In Papaveri rossi un posto privilegiato è occupato dall’amore, che aggiunge una nota passionale alle pagine di Messina. Nel libro sono rappresentate tutte le sfumature di questo sentimento.

C’è l’infatuazione infantile di Giuseppe per Laura, sullo sfondo dell’imponente Castello Normanno di Ariano Irpino, dove la fantasia fa rivivere le storie degli amori più antichi e impossibili, quelli di Lancillotto e Ginevra, di Orlando e Angelica.

È un amore fatto di guance arrossate solo per uno sguardo o per un contatto lieve … con il cuore che scoppiava.

Diverso è l’amore per Franca, a San Menaio, fatto di appostamenti e goffi tentativi volti a eludere la sorveglianza dei genitori di lei.

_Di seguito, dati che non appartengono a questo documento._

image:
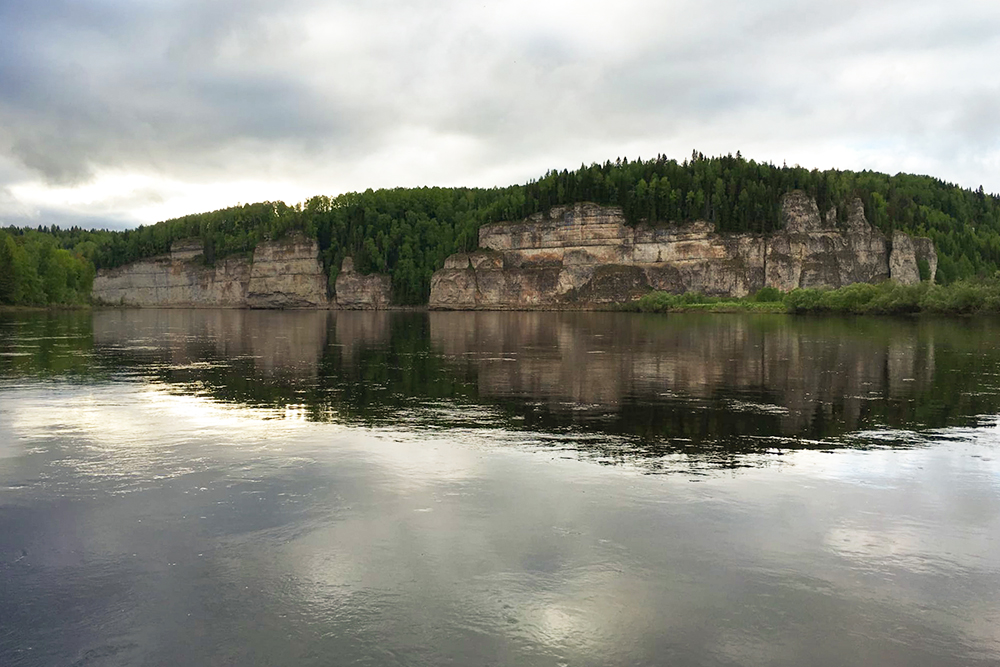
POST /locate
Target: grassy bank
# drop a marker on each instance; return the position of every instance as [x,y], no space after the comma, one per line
[965,297]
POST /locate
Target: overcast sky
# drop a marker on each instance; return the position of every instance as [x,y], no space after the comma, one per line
[120,112]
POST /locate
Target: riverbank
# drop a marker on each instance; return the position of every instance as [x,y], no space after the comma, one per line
[967,297]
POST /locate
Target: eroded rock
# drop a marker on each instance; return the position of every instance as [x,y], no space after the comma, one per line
[584,255]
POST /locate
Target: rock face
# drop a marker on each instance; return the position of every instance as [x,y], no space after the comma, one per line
[583,256]
[359,292]
[281,274]
[287,275]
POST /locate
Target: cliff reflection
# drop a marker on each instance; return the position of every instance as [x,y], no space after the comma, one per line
[613,382]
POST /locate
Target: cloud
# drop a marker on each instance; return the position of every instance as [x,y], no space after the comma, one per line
[325,97]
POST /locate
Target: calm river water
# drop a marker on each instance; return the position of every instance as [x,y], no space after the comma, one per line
[310,488]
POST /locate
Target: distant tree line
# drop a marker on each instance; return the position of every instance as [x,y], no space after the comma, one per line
[408,232]
[36,270]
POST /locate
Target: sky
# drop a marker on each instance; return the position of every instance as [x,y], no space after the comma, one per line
[115,113]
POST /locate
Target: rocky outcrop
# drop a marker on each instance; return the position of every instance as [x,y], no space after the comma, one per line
[287,275]
[356,291]
[281,274]
[584,256]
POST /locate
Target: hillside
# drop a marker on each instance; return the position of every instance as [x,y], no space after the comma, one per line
[408,232]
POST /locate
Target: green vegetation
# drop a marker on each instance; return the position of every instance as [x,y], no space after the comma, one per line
[767,300]
[964,297]
[35,271]
[408,232]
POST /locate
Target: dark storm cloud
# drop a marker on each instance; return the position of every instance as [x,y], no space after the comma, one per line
[96,84]
[348,95]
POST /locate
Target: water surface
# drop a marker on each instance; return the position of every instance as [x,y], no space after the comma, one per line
[303,488]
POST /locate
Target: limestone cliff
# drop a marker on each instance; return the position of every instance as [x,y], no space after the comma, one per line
[281,274]
[585,255]
[360,292]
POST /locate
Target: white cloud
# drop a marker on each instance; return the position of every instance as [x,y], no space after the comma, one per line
[212,104]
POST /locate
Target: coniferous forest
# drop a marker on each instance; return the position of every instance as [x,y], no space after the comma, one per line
[408,232]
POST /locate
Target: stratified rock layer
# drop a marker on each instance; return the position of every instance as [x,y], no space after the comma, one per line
[281,274]
[585,256]
[356,291]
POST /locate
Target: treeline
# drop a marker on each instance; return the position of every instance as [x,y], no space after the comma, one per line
[408,232]
[36,271]
[976,296]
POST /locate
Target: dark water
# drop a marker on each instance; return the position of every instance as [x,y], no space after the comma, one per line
[256,488]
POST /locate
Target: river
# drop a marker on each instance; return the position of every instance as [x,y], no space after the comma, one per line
[225,487]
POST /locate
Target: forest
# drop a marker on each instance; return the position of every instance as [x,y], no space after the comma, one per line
[408,232]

E, poi, ci sono i racconti di Vituccio che sulla spiaggia vende frutta fresca per combattere il caldo estivo. Si tratta di storie d’amore intenso e sofferto, come quello tra Eleonora e Totorre, che vivono un sentimento forte, pronto a sfidare le prepotenti pretese del signorotto garganico Duduccio, intenzionato a esercitare sulla ragazza lo ius primae noctis. E nel ricordare questa terribile usanza Messina porta subito il lettore a riflettere sulle innumerevoli umiliazioni subite dalle donne nella storia.

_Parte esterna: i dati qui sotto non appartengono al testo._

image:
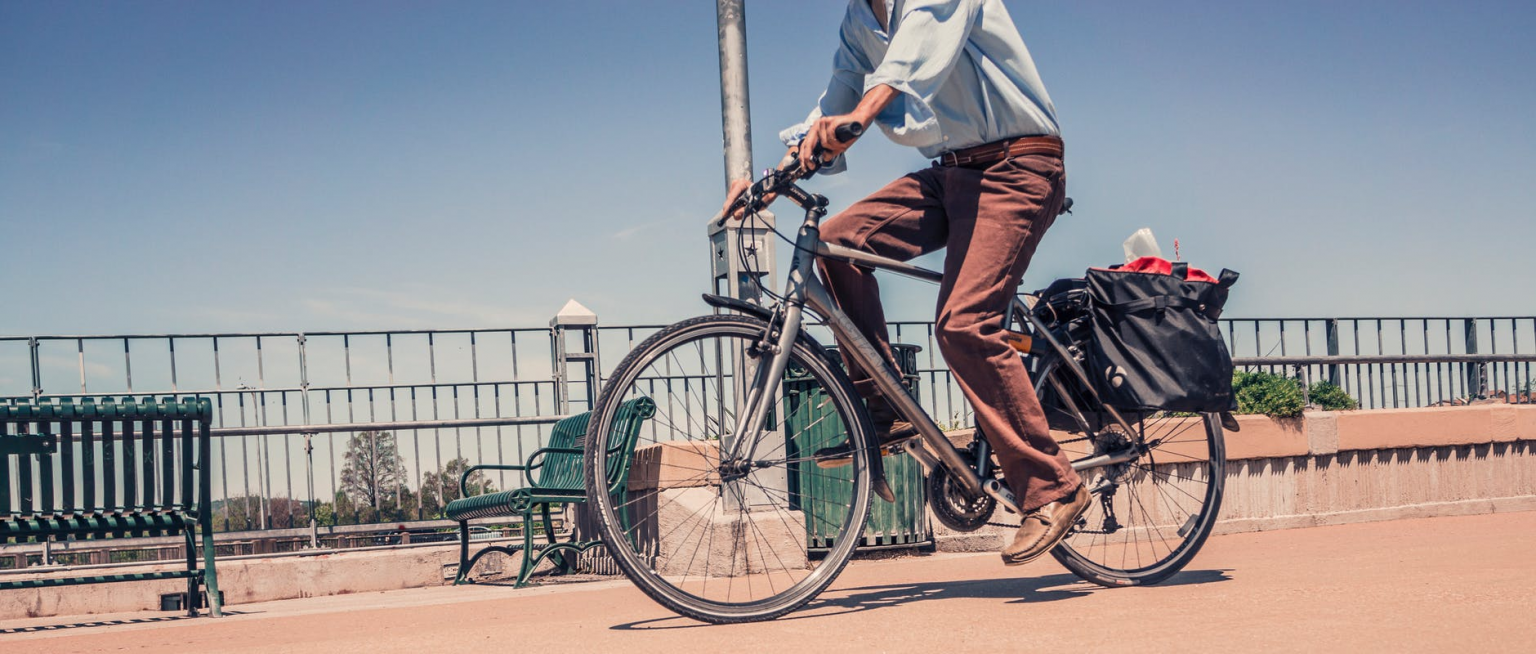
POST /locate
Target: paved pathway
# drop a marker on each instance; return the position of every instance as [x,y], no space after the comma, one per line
[1450,584]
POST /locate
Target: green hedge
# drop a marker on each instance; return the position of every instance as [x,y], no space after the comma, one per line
[1280,396]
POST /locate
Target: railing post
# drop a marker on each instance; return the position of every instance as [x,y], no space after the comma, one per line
[1332,332]
[37,369]
[309,441]
[581,320]
[1475,370]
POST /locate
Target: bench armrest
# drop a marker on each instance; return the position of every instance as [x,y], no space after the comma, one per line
[464,478]
[524,469]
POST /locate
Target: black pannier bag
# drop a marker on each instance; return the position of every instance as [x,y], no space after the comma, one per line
[1157,344]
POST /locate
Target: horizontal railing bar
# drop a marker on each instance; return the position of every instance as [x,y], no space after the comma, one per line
[395,426]
[314,389]
[192,335]
[1349,360]
[3,338]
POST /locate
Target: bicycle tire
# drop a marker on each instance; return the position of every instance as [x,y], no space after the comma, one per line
[621,528]
[1183,462]
[1198,525]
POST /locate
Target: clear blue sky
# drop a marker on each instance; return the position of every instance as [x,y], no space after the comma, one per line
[182,166]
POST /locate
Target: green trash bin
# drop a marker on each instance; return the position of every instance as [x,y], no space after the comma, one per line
[891,524]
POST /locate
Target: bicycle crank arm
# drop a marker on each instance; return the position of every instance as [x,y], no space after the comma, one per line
[1106,459]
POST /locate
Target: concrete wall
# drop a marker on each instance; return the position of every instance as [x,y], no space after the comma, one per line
[1323,469]
[1330,469]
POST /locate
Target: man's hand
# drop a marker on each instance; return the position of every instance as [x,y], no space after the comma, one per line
[731,194]
[822,135]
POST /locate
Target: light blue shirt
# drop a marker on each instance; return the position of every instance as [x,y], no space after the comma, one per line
[960,66]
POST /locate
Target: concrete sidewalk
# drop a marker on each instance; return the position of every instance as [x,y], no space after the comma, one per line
[1449,584]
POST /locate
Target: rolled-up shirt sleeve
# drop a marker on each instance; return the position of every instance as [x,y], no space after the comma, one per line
[844,92]
[928,42]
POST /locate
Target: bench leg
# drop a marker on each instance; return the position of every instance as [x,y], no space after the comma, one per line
[194,597]
[527,550]
[567,565]
[464,553]
[215,599]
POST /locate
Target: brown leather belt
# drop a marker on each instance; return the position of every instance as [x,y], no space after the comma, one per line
[988,154]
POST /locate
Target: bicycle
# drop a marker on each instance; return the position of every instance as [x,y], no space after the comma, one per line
[725,469]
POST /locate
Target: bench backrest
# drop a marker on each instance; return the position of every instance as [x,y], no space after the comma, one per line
[564,470]
[71,458]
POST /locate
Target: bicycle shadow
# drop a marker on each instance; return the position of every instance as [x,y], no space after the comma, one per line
[99,624]
[850,601]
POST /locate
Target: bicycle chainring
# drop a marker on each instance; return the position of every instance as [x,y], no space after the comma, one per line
[954,507]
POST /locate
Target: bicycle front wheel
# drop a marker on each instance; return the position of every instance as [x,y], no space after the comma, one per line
[711,524]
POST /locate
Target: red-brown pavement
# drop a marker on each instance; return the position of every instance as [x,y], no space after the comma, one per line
[1447,584]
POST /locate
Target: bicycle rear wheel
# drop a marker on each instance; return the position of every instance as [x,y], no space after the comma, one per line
[1151,515]
[710,524]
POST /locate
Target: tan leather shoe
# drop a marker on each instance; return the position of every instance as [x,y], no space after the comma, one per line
[1045,527]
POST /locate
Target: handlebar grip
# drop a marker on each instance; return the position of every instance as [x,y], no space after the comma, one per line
[848,132]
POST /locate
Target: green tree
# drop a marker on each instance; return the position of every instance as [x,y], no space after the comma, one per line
[441,487]
[374,476]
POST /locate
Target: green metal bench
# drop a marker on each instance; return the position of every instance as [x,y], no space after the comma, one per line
[559,482]
[109,470]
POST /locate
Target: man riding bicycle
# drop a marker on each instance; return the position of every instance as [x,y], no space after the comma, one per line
[954,80]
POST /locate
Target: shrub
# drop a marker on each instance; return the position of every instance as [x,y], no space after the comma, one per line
[1267,393]
[1330,398]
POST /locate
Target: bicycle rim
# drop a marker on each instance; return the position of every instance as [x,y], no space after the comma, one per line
[718,527]
[1148,516]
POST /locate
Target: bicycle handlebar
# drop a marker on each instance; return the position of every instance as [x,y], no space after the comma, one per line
[777,181]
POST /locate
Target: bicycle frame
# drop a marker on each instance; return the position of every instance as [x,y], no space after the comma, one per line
[933,449]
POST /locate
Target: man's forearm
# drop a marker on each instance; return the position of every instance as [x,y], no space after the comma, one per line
[873,102]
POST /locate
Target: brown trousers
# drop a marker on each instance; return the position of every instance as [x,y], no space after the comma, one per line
[991,221]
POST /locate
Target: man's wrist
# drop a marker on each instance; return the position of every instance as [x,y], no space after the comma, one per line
[873,103]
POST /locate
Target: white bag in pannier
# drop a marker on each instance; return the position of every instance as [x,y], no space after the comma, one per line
[1157,344]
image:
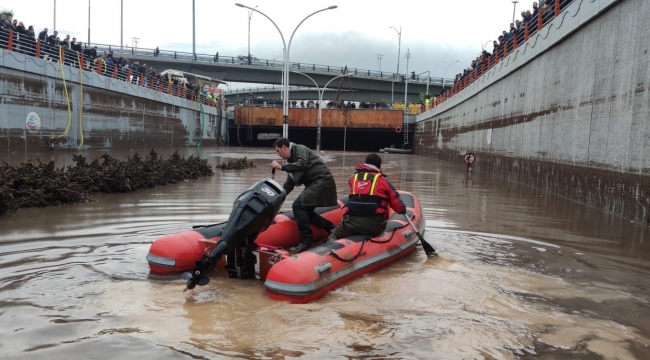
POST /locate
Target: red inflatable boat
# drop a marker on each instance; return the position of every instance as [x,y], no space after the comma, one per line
[255,239]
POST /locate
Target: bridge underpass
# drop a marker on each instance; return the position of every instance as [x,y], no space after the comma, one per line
[270,72]
[303,93]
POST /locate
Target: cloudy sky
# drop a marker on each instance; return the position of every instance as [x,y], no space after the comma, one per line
[437,32]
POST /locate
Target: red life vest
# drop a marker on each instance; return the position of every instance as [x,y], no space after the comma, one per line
[365,200]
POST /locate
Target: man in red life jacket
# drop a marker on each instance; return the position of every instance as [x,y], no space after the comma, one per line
[370,196]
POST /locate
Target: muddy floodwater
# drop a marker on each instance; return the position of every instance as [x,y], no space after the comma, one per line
[521,275]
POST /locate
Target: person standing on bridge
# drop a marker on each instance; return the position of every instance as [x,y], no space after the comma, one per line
[306,168]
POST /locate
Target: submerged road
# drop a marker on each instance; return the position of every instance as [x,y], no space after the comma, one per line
[521,275]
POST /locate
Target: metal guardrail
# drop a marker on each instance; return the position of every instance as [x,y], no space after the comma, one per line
[520,37]
[255,62]
[271,88]
[27,45]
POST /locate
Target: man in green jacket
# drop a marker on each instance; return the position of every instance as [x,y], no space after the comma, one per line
[306,168]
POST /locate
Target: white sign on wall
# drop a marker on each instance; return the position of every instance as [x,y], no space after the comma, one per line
[33,123]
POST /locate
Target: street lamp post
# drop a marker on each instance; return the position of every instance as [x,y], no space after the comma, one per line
[285,68]
[121,24]
[445,73]
[428,77]
[193,31]
[399,48]
[514,9]
[320,107]
[250,15]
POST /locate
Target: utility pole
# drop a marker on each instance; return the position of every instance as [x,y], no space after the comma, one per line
[514,9]
[135,42]
[399,49]
[193,31]
[121,23]
[250,15]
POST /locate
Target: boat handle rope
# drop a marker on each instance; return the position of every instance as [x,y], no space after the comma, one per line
[354,257]
[361,248]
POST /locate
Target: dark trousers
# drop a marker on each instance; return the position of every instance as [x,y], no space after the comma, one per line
[305,216]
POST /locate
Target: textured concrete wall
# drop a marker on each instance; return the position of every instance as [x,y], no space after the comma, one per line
[567,112]
[97,111]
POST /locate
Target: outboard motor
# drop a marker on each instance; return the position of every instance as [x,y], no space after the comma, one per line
[252,213]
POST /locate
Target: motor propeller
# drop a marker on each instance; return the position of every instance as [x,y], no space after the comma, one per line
[252,213]
[192,280]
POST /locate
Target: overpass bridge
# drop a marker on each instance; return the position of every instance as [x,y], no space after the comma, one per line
[311,93]
[377,84]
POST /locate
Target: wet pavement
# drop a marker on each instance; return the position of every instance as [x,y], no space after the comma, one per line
[521,275]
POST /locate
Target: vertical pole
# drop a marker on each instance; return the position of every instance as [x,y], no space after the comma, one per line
[428,77]
[193,30]
[121,24]
[406,84]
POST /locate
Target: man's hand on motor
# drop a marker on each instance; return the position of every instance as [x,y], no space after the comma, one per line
[276,165]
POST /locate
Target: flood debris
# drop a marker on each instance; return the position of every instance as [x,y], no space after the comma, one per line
[236,164]
[38,184]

Uno spazio particolare è, inoltre, riservato a Sofia, ragazza bella e seducente, dalle morbide forme. È lei la donna che porta via con sé verità e segreti mia pienamente svelati.

 

E, infine, un valore particolare assume in questo romanzo la tenerezza.

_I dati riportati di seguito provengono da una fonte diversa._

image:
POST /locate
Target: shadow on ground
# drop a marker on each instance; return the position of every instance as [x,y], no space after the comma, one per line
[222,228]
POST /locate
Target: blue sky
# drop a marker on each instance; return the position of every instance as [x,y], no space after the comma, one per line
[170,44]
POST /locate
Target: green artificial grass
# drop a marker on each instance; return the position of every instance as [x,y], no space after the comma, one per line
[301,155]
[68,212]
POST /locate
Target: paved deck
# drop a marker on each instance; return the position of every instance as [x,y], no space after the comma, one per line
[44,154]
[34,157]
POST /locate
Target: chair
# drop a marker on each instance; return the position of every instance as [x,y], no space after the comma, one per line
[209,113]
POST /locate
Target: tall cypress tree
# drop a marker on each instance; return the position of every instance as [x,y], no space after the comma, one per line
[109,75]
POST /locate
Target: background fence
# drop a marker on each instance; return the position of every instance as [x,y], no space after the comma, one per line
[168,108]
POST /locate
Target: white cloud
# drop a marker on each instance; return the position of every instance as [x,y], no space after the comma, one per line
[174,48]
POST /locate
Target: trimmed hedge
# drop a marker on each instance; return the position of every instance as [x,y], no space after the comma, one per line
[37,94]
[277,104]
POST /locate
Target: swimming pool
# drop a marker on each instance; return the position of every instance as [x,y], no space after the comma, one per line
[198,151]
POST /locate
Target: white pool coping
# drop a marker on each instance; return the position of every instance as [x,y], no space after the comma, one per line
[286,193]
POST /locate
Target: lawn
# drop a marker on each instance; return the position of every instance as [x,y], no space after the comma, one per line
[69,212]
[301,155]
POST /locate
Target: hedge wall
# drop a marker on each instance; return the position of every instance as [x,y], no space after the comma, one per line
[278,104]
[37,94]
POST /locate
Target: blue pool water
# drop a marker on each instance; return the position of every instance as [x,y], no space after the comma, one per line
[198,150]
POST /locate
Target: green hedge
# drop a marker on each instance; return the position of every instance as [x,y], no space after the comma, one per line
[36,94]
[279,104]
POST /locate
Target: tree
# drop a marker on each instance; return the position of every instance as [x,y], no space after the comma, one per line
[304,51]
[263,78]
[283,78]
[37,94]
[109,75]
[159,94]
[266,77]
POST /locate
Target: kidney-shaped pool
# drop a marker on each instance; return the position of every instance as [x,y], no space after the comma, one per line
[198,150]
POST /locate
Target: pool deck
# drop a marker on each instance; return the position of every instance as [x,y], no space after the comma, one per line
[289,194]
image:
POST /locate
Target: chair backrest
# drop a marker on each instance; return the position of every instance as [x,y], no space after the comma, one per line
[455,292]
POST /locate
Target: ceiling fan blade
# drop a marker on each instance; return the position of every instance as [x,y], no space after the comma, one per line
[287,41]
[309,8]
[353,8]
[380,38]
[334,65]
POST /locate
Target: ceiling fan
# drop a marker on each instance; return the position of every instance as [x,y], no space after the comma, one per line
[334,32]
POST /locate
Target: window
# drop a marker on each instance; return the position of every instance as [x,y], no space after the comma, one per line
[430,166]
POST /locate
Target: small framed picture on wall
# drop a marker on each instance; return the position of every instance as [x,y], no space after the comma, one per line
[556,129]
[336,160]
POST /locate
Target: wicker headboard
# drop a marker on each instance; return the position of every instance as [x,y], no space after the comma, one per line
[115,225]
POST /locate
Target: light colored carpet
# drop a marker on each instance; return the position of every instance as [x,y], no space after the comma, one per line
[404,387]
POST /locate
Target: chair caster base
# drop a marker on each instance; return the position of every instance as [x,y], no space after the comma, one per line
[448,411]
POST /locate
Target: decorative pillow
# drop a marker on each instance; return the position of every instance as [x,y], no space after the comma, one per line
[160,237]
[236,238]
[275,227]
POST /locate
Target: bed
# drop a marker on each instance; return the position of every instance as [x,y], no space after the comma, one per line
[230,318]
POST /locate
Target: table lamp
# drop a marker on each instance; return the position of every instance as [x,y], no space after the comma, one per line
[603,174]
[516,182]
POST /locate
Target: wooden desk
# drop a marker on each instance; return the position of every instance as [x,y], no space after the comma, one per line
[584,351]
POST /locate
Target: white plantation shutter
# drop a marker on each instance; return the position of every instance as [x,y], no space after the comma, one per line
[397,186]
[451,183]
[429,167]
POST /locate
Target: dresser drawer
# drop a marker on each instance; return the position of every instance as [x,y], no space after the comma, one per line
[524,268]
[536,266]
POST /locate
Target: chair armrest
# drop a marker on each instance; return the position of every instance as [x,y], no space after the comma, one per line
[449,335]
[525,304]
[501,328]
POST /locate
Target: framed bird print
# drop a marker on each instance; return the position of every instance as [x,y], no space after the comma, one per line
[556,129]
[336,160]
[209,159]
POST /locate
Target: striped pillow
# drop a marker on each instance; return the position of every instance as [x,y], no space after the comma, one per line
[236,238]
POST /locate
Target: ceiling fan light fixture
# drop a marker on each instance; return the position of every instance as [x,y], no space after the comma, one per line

In una conferenza tenuta nel 1988, Raymond  Carver[5], grande narratore dell’Oregon, ricorda una frase di Santa Teresa, tratta dal cap. XXXV della sua autobiografia spirituale: le parole conducono ai fatti (…) preparano l’anima, la rendono pronta e la portano alla tenerezza.

Si tratta di una frase interessante perché presenta due parole inusuali per il nostro tempo, dominato dal materialismo e dalla veemenza: “anima” e “tenerezza”.

Nel capitolo dedicato a alla morte del padre, Messina non nomina mai la parola tenerezza in modo esplicito, ma ce ne fa sentire la presenza nei particolari e risveglia una voce nell’anima. In un’epoca che ha visto fallire modelli autoritari e padri/Narcisi[6], Messina ci fa scoprire il vero senso della paternità in un’espressione: la mano nella mano.

Un padre, infatti, non è un supereroe che ha sempre le soluzioni pronte, è un uomo che ti accompagna nel viaggio della vita, con tenerezza, fra gioie e dolori, cadute e risalite.

Messina lascia un tocco leggero su questo messaggio: ce lo fa percepire, ma non lo spiega. Pochi tratti sono sufficienti: si sa, la leggerezza è anche un modo di narrare.

Uno scrittore non ha bisogno di troppe pagine per dire quello che ha da dire. Trasforma le parole in azioni, con un linguaggio chiaro e preciso. Le parole infondono vita alle storie raccontate, se usate bene toccano l’anima.

 

Una fondamentale accuratezza d’espressione è il solo e unico principio morale della scrittura[7].

 

E Papaveri rossi lo realizza pienamente.


                                                                    
                                                                                     Teresa D'Errico







[1] - Orazio, Satire, I, 1, 69-70
[2] - W. Siti, Il realismo è l’impossibile, Nottetempo, 2013
[3] - I. Calvino, Le città invisibili, Einaudi,1972
[4] - I. Calvino, Lezioni americane, Garzanti, 1988
[5] -  R. Carver, Il mestiere di scrivere, Einaudi, 2915.
[6] - Questo tema è ben sviluppato in Massimo Recalcati, Il complesso di Telemaco, Feltrinelli, 2013.
[7]  - Ezra Pound, ABC of reading, 1934, ristampato da Garzanti, 2012.